Lets hope with a little damper weather, more fungus will appear. I love to see it.

October 21st – Riding to work along the canal in Walsall in the early morning, I noticed how green parts of the towpath margins still were – the bracken hasn’t yet turned at Bentley Bridge and the dead nettles are full in flower for the second burst this year.

This has been a peculiar autumn, with many things coming into bloom a second time before dying off. The weather really has been kind to us this year, but I can’t help feeling winter is going to be a shock to the system.

October 19th – Although I use the bike cam constantly, I stopped featuring video here because road cams are so common now I think they probably bore the pants off people.

But I’ve been thinking of late that I should start again – short clips showing positive things about riding.

Here, I’m about to tackle the Bescot Road island in Pleck, Walsall, and the importance or environmental awareness is key. A quick dive left and they pass, no delay.

Monitor not just your fore space, but to the left, right and behind you. And never relay on hearing. 

October 18th – Stripes here is cross because on the way to work, I disturbed his hunting activities, and scared off the blackbird he was painstakingly stalking in Pleck.

Bless him, he was so very cross with me. But oh, hasn’t he got a wonderful ‘tache!

A lovely cat. But I’m glad the blackbird was spared for another day, at least.

October 12th – I don’t think I’ve ever known a season where the wildflowers bloom for so long. It’s now mid October, and in the urban heart of Walsall on the canal at Pleck, there are beautiful flowers  still.

Still attracting bugs, these are gorgeous and brightened an otherwise dull journey to work.

October 11th – Oh boy. Not more that a few days ago, I was bemoaning the lack of decent fungus this year, and was stunned to find a sing fly agaric toadstool in the usual spot near Chasewater, then this.

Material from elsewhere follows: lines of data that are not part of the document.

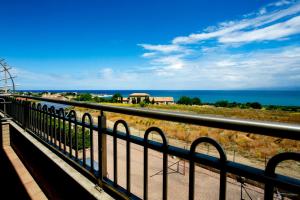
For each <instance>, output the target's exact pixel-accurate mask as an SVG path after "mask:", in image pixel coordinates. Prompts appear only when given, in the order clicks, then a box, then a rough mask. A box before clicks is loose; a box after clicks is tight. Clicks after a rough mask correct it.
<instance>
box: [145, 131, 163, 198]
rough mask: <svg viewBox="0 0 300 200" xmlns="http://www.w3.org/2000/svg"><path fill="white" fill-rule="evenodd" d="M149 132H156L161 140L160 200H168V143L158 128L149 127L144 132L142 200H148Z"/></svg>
mask: <svg viewBox="0 0 300 200" xmlns="http://www.w3.org/2000/svg"><path fill="white" fill-rule="evenodd" d="M151 132H157V133H158V134H159V135H160V136H161V138H162V149H163V194H162V199H164V200H167V199H168V173H167V172H168V171H167V170H168V154H167V149H168V142H167V139H166V136H165V134H164V133H163V131H162V130H161V129H160V128H157V127H150V128H148V129H147V130H146V132H145V135H144V199H148V148H149V142H148V137H149V134H150V133H151Z"/></svg>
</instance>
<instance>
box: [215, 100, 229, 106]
mask: <svg viewBox="0 0 300 200" xmlns="http://www.w3.org/2000/svg"><path fill="white" fill-rule="evenodd" d="M228 104H229V103H228V101H226V100H222V101H217V102H216V103H215V106H217V107H228Z"/></svg>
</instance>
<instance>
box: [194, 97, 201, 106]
mask: <svg viewBox="0 0 300 200" xmlns="http://www.w3.org/2000/svg"><path fill="white" fill-rule="evenodd" d="M192 104H193V105H201V100H200V99H199V98H198V97H194V98H193V99H192Z"/></svg>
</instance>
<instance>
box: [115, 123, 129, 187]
mask: <svg viewBox="0 0 300 200" xmlns="http://www.w3.org/2000/svg"><path fill="white" fill-rule="evenodd" d="M119 124H122V125H123V126H124V128H125V132H126V189H127V193H130V190H131V189H130V180H131V179H130V141H129V139H130V131H129V128H128V125H127V123H126V122H125V121H124V120H118V121H116V122H115V124H114V128H113V137H114V138H113V141H114V143H113V145H114V146H113V148H114V149H113V151H114V152H113V154H114V184H115V185H117V184H118V154H117V152H118V149H117V145H118V144H117V134H118V133H117V129H118V125H119Z"/></svg>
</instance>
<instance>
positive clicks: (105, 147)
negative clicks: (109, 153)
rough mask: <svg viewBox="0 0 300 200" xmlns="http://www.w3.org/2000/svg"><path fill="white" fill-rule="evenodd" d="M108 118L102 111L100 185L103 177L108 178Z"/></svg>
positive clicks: (100, 136)
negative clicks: (106, 125) (106, 136)
mask: <svg viewBox="0 0 300 200" xmlns="http://www.w3.org/2000/svg"><path fill="white" fill-rule="evenodd" d="M105 131H106V117H105V115H104V113H103V111H101V115H100V116H98V166H99V167H98V169H99V180H98V181H99V185H101V184H102V181H103V177H106V176H107V141H106V134H104V132H105Z"/></svg>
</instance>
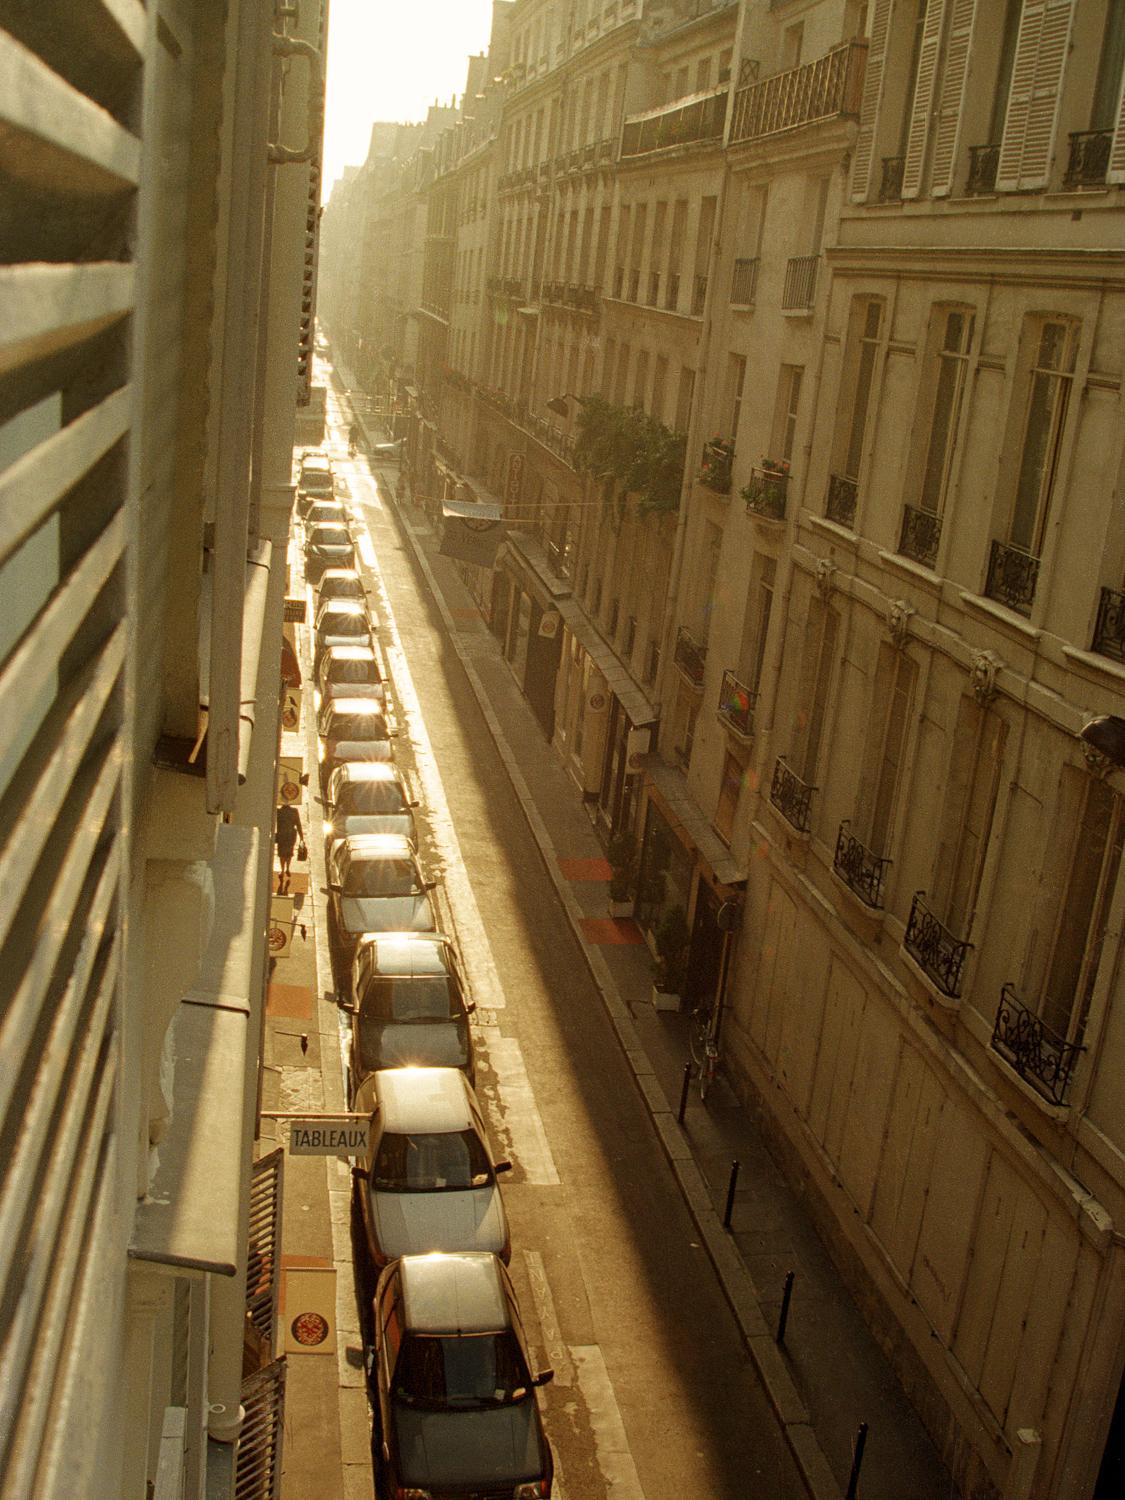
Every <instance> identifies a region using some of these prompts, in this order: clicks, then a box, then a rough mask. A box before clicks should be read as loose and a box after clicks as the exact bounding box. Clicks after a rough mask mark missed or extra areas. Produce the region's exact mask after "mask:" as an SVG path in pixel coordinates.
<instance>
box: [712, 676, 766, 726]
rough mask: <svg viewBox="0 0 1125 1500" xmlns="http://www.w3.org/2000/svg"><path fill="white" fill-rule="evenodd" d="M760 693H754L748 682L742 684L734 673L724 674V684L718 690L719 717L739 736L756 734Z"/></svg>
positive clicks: (718, 704) (724, 722) (723, 676)
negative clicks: (751, 734)
mask: <svg viewBox="0 0 1125 1500" xmlns="http://www.w3.org/2000/svg"><path fill="white" fill-rule="evenodd" d="M756 706H757V693H753V691H751V690H750V688H748V687H747V685H745V682H739V679H738V678H736V676H735V673H733V672H729V670H727V672H723V682H721V685H720V688H718V717H720V718H721V720H723V721H724V723H727V724H729V726H730V727H732V729H733V730H735V733H738V735H751V733H753V732H754V708H756Z"/></svg>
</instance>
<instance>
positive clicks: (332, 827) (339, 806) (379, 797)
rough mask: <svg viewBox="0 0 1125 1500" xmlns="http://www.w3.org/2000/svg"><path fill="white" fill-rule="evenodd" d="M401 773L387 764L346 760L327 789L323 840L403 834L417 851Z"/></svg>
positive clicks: (407, 797) (405, 784)
mask: <svg viewBox="0 0 1125 1500" xmlns="http://www.w3.org/2000/svg"><path fill="white" fill-rule="evenodd" d="M417 805H419V804H417V799H414V798H411V795H410V792H408V790H407V784H405V781H404V780H402V772H401V771H399V769H398V766H393V765H390V763H389V762H387V760H345V762H344V763H342V765H336V766H333V771H332V775H330V777H329V780H327V781H326V787H324V819H326V822H324V838H326V843H327V841H329V840H332V838H347V837H348V835H350V834H402V835H404V838H410V841H411V843H413V844H414V846H416V847H417V843H419V838H417V829H416V828H414V808H416V807H417Z"/></svg>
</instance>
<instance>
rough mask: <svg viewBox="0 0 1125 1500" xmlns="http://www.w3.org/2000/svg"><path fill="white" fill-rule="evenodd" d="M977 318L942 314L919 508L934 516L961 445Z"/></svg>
mask: <svg viewBox="0 0 1125 1500" xmlns="http://www.w3.org/2000/svg"><path fill="white" fill-rule="evenodd" d="M974 324H975V318H974V314H972V312H969V311H968V309H965V308H954V309H950V311H945V312H942V314H941V336H939V347H938V351H936V359H938V372H936V378H935V381H933V404H932V407H930V414H929V438H927V443H926V460H924V465H922V475H921V487H919V492H918V504H919V507H921V508H922V510H929V511H932V513H933V514H935V516H939V514H941V513H942V507H944V502H945V493H947V489H948V483H950V466H951V463H953V450H954V444H956V441H957V423H959V419H960V411H962V401H963V398H965V383H966V377H968V371H969V348H971V345H972V332H974Z"/></svg>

I was shotting along the canal through Pleck of all places, and as I rode a red flash on top of the canal cutting embankment caught my eye. Scrambling up there to investigate, I saw found one of the best crops of these cute red and white spotted fungi I’ve ever seen.

Large, profuse and very beautiful, these are in the heart of formerly industrial, urban Walsall, in a place few humans would ever think to go. A really wonderful find.

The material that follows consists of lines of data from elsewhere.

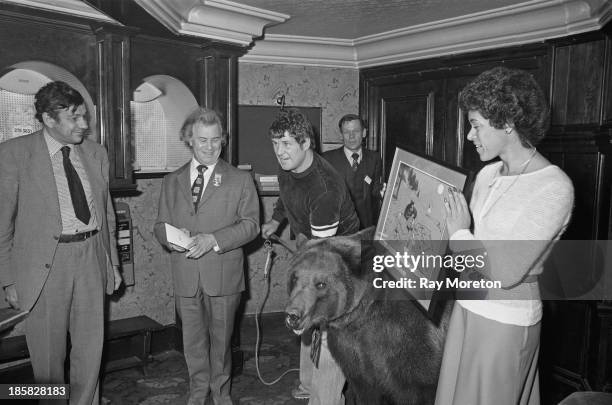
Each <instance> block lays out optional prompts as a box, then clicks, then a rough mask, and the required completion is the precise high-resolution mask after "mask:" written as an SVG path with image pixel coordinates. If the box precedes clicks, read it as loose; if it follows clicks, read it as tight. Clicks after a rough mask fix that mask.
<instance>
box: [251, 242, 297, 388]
mask: <svg viewBox="0 0 612 405" xmlns="http://www.w3.org/2000/svg"><path fill="white" fill-rule="evenodd" d="M274 236H275V238H274V239H275V240H276V241H278V242H279V243H280V244H281V245H283V246H284V247H285V248H286V249H287V250H289V251H290V252H292V253H294V252H293V250H292V249H290V248H289V247H287V246H286V245H285V243H284V242H281V240H280V239H279V238H278V237H276V235H274ZM264 251H265V252H266V264H265V265H264V282H265V283H266V292H265V294H264V297H263V299H262V300H261V305H259V307H258V309H257V312H256V313H255V328H256V329H257V336H256V340H255V369H256V370H257V377H259V381H261V383H262V384H264V385H274V384H276V383H277V382H279V381H280V380H281V378H283V377H284V376H285V375H287V374H288V373H290V372H292V371H300V369H299V368H291V369H289V370H287V371H285V372H284V373H283V374H281V375H280V376H279V377H278V378H276V379H275V380H273V381H271V382H268V381H266V380H264V379H263V377H262V376H261V372H260V371H259V344H260V336H261V330H260V327H259V318H260V316H261V312H262V311H263V307H264V305H265V304H266V300H267V299H268V295H270V277H269V274H270V267H272V254H273V253H274V248H273V247H272V242H271V241H270V239H266V240H265V241H264Z"/></svg>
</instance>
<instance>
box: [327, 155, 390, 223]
mask: <svg viewBox="0 0 612 405" xmlns="http://www.w3.org/2000/svg"><path fill="white" fill-rule="evenodd" d="M361 151H362V156H361V162H360V163H359V167H358V169H357V171H356V172H354V171H353V169H352V167H351V164H350V163H349V161H348V159H347V158H346V155H345V154H344V148H342V147H341V148H338V149H334V150H331V151H327V152H325V153H323V155H322V156H323V157H324V158H325V159H326V160H327V161H328V162H329V163H331V165H332V166H334V168H335V169H336V170H337V171H338V173H340V174H341V175H342V177H344V180H345V182H346V184H347V186H348V188H349V192H350V193H351V197H352V198H353V203H354V204H355V210H356V211H357V215H358V216H359V222H361V228H367V227H369V226H372V225H375V224H376V221H377V220H378V210H379V204H380V200H381V197H380V190H381V189H382V162H381V160H380V157H379V156H378V154H377V153H376V152H373V151H371V150H367V149H365V148H362V149H361ZM368 179H369V180H370V182H368V181H367V180H368Z"/></svg>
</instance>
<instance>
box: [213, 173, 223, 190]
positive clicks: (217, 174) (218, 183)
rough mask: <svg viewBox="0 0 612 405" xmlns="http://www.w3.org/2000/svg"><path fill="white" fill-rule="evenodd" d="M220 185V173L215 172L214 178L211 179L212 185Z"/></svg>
mask: <svg viewBox="0 0 612 405" xmlns="http://www.w3.org/2000/svg"><path fill="white" fill-rule="evenodd" d="M220 185H221V173H215V178H214V179H213V186H215V187H219V186H220Z"/></svg>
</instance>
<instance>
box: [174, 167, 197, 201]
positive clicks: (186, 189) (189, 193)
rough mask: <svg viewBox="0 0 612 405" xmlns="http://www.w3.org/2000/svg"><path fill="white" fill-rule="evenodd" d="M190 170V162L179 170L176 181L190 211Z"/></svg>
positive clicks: (190, 167) (190, 182)
mask: <svg viewBox="0 0 612 405" xmlns="http://www.w3.org/2000/svg"><path fill="white" fill-rule="evenodd" d="M190 168H191V160H189V162H187V163H186V164H185V165H183V167H181V168H180V169H179V172H178V173H177V181H178V183H179V187H178V188H179V190H180V193H181V194H183V196H184V197H185V199H186V200H187V202H188V203H189V206H190V207H191V209H194V208H193V200H192V198H191V176H190V173H189V169H190Z"/></svg>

September 26th – On my way home in the road in the backstreets of Walsall, I spotted these large acorns in unusually hairy cups. Not having seen the like before, I assumed there were some kind f insect gall.

Looking it up when I got home, these are actually the acorns f a turkey oak, and quite normal for the species. I’ve never seen them before, and they’re quite alien after the familiar gnarled, knobbly normal acorn cup one usually sees.

An interesting oddity.

September 13th – On the way home, I was travelling in the damp air and landscape just after heavy rainfall. Everything glittered, reflected and shone. Of the things rendered precious, few were more beautiful than the snowberries near the roadside in Pleck which looked pure and dappled with glinting raindrops.

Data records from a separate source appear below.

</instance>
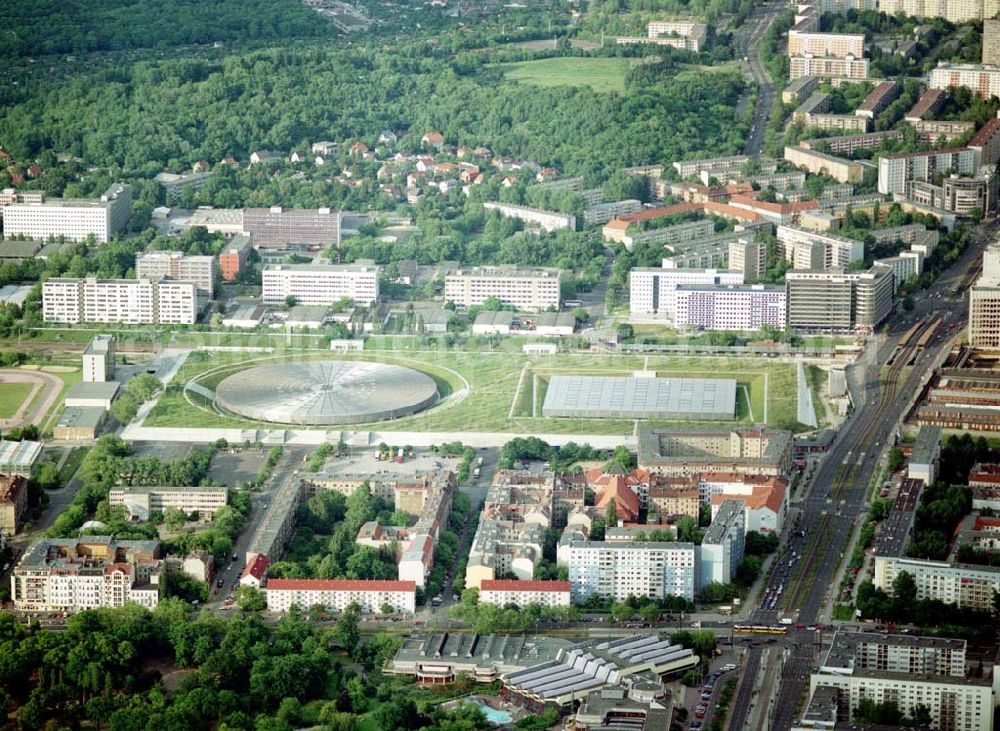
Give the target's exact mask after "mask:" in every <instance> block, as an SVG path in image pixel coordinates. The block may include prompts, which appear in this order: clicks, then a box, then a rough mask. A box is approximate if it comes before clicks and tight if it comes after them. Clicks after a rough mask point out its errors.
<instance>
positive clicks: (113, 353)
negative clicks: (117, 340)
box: [83, 335, 115, 383]
mask: <svg viewBox="0 0 1000 731" xmlns="http://www.w3.org/2000/svg"><path fill="white" fill-rule="evenodd" d="M114 377H115V336H114V335H95V336H94V337H92V338H91V339H90V342H89V343H87V347H86V348H84V349H83V382H84V383H106V382H108V381H113V380H114Z"/></svg>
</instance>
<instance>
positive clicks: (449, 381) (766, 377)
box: [145, 351, 800, 435]
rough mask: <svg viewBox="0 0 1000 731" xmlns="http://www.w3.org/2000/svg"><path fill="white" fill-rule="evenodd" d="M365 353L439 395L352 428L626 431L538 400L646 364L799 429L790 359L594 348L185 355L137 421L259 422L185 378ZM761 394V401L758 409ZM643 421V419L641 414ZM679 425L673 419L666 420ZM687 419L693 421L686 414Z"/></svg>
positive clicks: (629, 424)
mask: <svg viewBox="0 0 1000 731" xmlns="http://www.w3.org/2000/svg"><path fill="white" fill-rule="evenodd" d="M331 357H334V358H344V359H364V360H373V361H377V362H384V363H395V364H398V365H403V366H408V367H411V368H416V369H418V370H421V371H423V372H425V373H427V374H428V375H430V376H432V377H433V378H434V379H435V380H436V381H437V383H438V387H439V392H440V393H441V395H442V400H441V402H440V403H439V404H438V405H437V406H435V407H433V408H431V409H429V410H427V411H425V412H422V413H419V414H414V415H411V416H407V417H404V418H402V419H397V420H395V421H388V422H380V423H378V424H369V425H352V426H350V427H348V428H350V429H352V430H356V429H363V428H366V427H367V428H372V429H376V428H377V429H378V430H379V431H453V432H463V431H473V432H520V433H524V434H537V433H555V434H559V433H561V434H568V433H580V434H622V435H626V434H631V433H632V432H633V430H634V428H635V422H634V421H632V420H629V419H585V418H579V419H573V418H558V419H556V418H543V417H541V416H540V414H541V403H542V400H543V399H544V388H545V384H546V383H547V378H548V377H549V376H551V375H553V374H557V373H561V374H577V375H622V376H624V375H629V374H630V373H631V372H632V371H636V370H642V369H643V368H645V369H648V370H655V371H656V372H657V375H659V376H661V377H667V376H674V377H693V378H698V377H713V376H719V377H728V378H735V379H736V381H737V384H738V392H737V408H738V423H745V424H749V423H760V422H762V421H765V412H766V423H767V424H768V425H770V426H776V427H785V428H793V429H795V428H800V427H799V425H798V424H797V422H796V421H795V416H796V401H795V398H796V397H795V367H794V366H792V365H789V364H785V363H780V362H777V361H775V360H772V359H766V358H739V359H733V358H696V357H681V356H649V357H644V356H621V355H605V354H596V353H582V354H569V353H560V354H556V355H551V356H549V355H545V356H539V355H525V354H522V353H509V352H508V353H499V352H498V353H490V352H455V351H413V352H406V353H390V352H385V353H379V352H371V351H367V352H364V353H353V354H331V353H330V352H329V351H320V352H315V351H314V352H312V353H301V354H298V355H294V356H287V355H286V356H251V355H248V354H246V353H220V352H206V351H198V352H195V353H192V355H191V357H190V358H189V359H188V362H187V363H186V364H185V365H184V366H183V367H182V368H181V370H180V371H179V372H178V374H177V376H176V377H175V379H174V383H173V384H172V385H171V386H170V388H169V389H168V390H167V393H166V394H165V395H164V396H163V397H162V398H161V400H160V402H159V403H158V404H157V406H156V407H155V408H154V409H153V411H152V413H151V414H150V415H149V417H148V418H147V419H146V421H145V425H146V426H150V427H195V426H198V427H245V426H251V425H254V426H265V425H263V424H254V423H253V422H250V421H247V420H244V419H240V418H237V417H233V416H230V415H228V414H222V413H219V412H218V411H216V410H215V408H214V407H213V405H212V403H211V401H210V400H209V399H207V398H205V397H203V396H199V395H198V394H196V393H193V392H192V391H190V390H188V391H187V392H186V393H185V391H184V388H183V384H185V383H188V382H192V383H196V384H198V385H199V386H202V387H205V388H208V389H214V387H215V386H216V385H217V384H218V383H219V382H220V381H221V380H222V379H223V378H225V377H226V376H228V375H231V374H232V373H235V372H238V371H240V370H243V369H245V368H250V367H253V366H255V365H262V364H265V363H274V362H282V361H284V362H297V361H302V360H311V359H316V358H331ZM765 402H766V408H765ZM647 423H648V422H647ZM671 423H673V424H680V423H681V422H671ZM686 424H687V425H694V423H693V422H687V423H686Z"/></svg>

Cycling after rain is a joy. Actually in the rain – not so much.

September 12th – The Autumn fruits are starting to come with abundance now, and few are more welcome than the bright reds and oranges of the rosehips. Where there were beautiful wayside flowers a few months ago, there are now gorgeous, shiny berries providing a feast for wildlife and a splash of welcome colour in the hedgerow.

The diversity of shapes and colours of these little-appreciated fruits is interesting, too.

Always a nice compensation for the ending of summer.